IDC estimates that services will be the largest area of security-related spending over the next five years, led by three of the five largest technology categories: managed security services, integration services, and consulting services.
Together, companies will spend nearly $31.2 billion, more than 38% of the worldwide total, on these three categories in 2017.
Increased confidence in cloud cybersecurity
Just about 5 years ago, concerns about adequate security were cited as one of the top reasons for not moving IT operations and assets to the cloud. This thinking has recently changed, accompanied by rapid cloud adoption by many large corporations. A recent survey by analyst firm ESG has found “improved security” reported as a benefit that has been realized by 42% of organizations that already leverage cloud-based data protection services.
Gartner explains the potential key benefit of cybersecurity in the cloud: Today’s data centers support workloads that typically run in several different places—physical machines, virtual machines, containers, and private and public cloud. Cloud workload protection platforms provide a single management console and a single way to express security policy, regardless of where the workload runs.
While there are known benefits of moving the security services to the cloud, Gartner warns that as the cloud environment reaches maturity, it’s becoming an increasing security target. As with most services, possibility of the cloud based security services being targeted and the rendering the service unstable and insecure. Organisations therefore should work on developing security guidelines as to how they use private and public cloud and prepare a cloud risks model.

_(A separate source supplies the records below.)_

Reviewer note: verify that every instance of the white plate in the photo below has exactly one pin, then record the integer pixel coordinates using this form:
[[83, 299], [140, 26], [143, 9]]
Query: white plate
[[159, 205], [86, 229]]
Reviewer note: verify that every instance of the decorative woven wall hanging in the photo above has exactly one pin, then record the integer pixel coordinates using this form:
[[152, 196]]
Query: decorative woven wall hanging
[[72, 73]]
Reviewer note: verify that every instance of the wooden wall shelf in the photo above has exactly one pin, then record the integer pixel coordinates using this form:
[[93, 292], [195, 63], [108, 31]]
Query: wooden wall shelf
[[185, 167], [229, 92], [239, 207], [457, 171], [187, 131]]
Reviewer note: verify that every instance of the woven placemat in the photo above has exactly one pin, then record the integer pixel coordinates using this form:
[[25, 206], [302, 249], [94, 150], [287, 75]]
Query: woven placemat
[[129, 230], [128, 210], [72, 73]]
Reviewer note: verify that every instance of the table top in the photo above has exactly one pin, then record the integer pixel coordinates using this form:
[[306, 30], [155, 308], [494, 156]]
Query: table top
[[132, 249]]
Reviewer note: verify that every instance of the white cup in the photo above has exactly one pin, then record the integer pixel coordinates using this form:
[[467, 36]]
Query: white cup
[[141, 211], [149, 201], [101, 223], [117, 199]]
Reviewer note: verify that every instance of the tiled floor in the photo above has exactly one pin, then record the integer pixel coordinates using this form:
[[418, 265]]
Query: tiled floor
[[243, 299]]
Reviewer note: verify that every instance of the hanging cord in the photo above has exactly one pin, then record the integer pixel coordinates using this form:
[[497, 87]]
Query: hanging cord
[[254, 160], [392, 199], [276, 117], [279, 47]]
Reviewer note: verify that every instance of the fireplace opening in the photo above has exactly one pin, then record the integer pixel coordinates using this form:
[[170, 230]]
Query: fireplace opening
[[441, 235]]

AI and machine learning (ML) driven Cloud Security
ML algorithms have the ability and potential to help with employee productivity & security analytics, but the technology is in its infancy and not well understood, says ESG. A survey of 412 cybersecurity professionals asked them to assess and characterize their knowledge of machine learning/artificial intelligence as it relates to cybersecurity analytics and operations technologies. Of the total survey population, only 30% of respondents claim to be very knowledgeable in this area. In other words, 70% of cybersecurity professionals really don’t understand where machine learning and AI fit their security portfolio.
Additionally, cybersecurity pros were asked about the status of deploying or are planning to deploy machine learning/AI technologies for cybersecurity analytics and operations in their respective organisations.
Only 12% say that their organization has done so extensively and 6% of respondents have no plans to deploy machine learning/AI technologies for cybersecurity analytics and operations. In the long run, most of the cybersecurity professionals did see the potential of AI and machine learning to help with automating manual tasks and ensure the management of skill shortage in the area.
Its is important that organisations take the effort to gain knowledge about AI and ML and how it will impact Cybersecurity Services and Products. This way they will be able to be more proactive to understanding the adversarial capabilities of hackers. Many companies employ ethical hackers to find out the loop holes in their security portfolios and protocols.